# Digit Recognizer Data Preparation Notebook

In this [Kaggle competition](https://www.kaggle.com/competitions/digit-recognizer/overview) 

>MNIST ("Modified National Institute of Standards and Technology") is the de facto “hello world” dataset of computer vision. Since its release in 1999, this classic dataset of handwritten images has served as the basis for benchmarking classification algorithms. As new machine learning techniques emerge, MNIST remains a reliable resource for researchers and learners alike.

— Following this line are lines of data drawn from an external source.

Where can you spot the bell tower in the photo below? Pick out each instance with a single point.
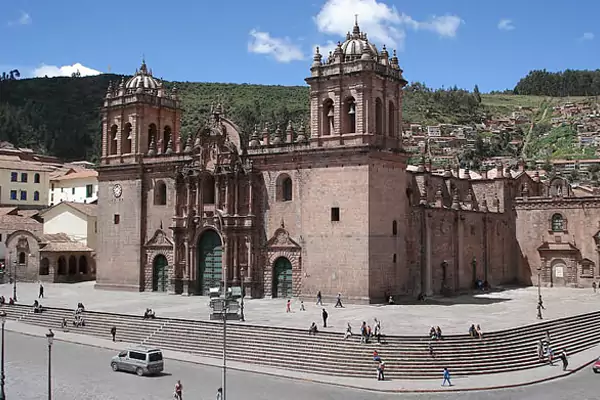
(139, 118)
(356, 94)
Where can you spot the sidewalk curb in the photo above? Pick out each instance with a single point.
(76, 340)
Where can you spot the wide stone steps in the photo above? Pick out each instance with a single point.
(406, 357)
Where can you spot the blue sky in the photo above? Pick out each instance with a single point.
(439, 42)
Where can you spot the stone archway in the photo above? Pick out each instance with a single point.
(160, 273)
(209, 262)
(282, 278)
(559, 273)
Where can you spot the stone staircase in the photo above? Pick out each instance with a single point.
(405, 356)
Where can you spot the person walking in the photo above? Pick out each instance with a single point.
(380, 371)
(446, 377)
(564, 359)
(338, 303)
(178, 390)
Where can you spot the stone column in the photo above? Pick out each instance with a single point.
(200, 199)
(249, 268)
(188, 183)
(186, 270)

>In this competition, your goal is to correctly identify digits from a dataset of tens of thousands of handwritten images.

## Install necessary packages

We use the requirement.txt file to list all the dependencies and then run pip install for the requirements.

In [None]:

%pip install -r requirements.txt --user --quiet

If this is the first time running this pip command, restart the kernel.

## Imports

In this section, we import the packages needed in this example.  It is good practice to gather your imports into a single place.  

In [None]:
# Imports
import sys, os, random
import numpy as np
import pandas as pd
import matplotlib.pyplot as plt
from zipfile import ZipFile


from netapp_dataops.k8s import clone_volume, create_volume, \
delete_volume, list_volumes, create_volume_snapshot, \
delete_volume_snapshot, list_volume_snapshots, restore_volumesnapshot

## Raw Data

The data files train.csv and test.csv contain gray-scale images of hand-drawn digits, from zero through nine.

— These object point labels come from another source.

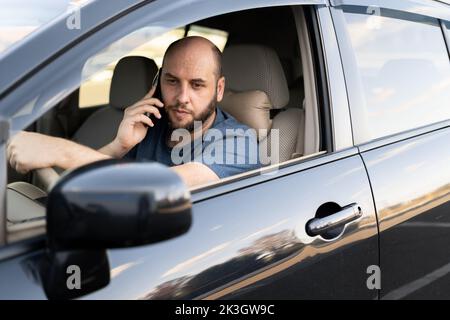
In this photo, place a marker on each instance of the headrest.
(251, 108)
(132, 79)
(255, 67)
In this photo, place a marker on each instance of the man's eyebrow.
(168, 74)
(198, 80)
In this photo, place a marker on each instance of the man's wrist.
(116, 150)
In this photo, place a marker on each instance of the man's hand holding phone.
(136, 120)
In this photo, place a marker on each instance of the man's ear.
(220, 88)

The training data set, (train.csv), has 785 columns. The first column, called "label", is the digit that was drawn by the user. The rest of the columns contain the pixel-values of the associated image.

- Each image is 28 pixels in height and 28 pixels in width, for a total of 784 pixels in total. 
- Each pixel has a single pixel-value associated with it, indicating the lightness or darkness of that pixel, with higher numbers meaning darker. This pixel-value is an integer between 0 and 255, inclusive.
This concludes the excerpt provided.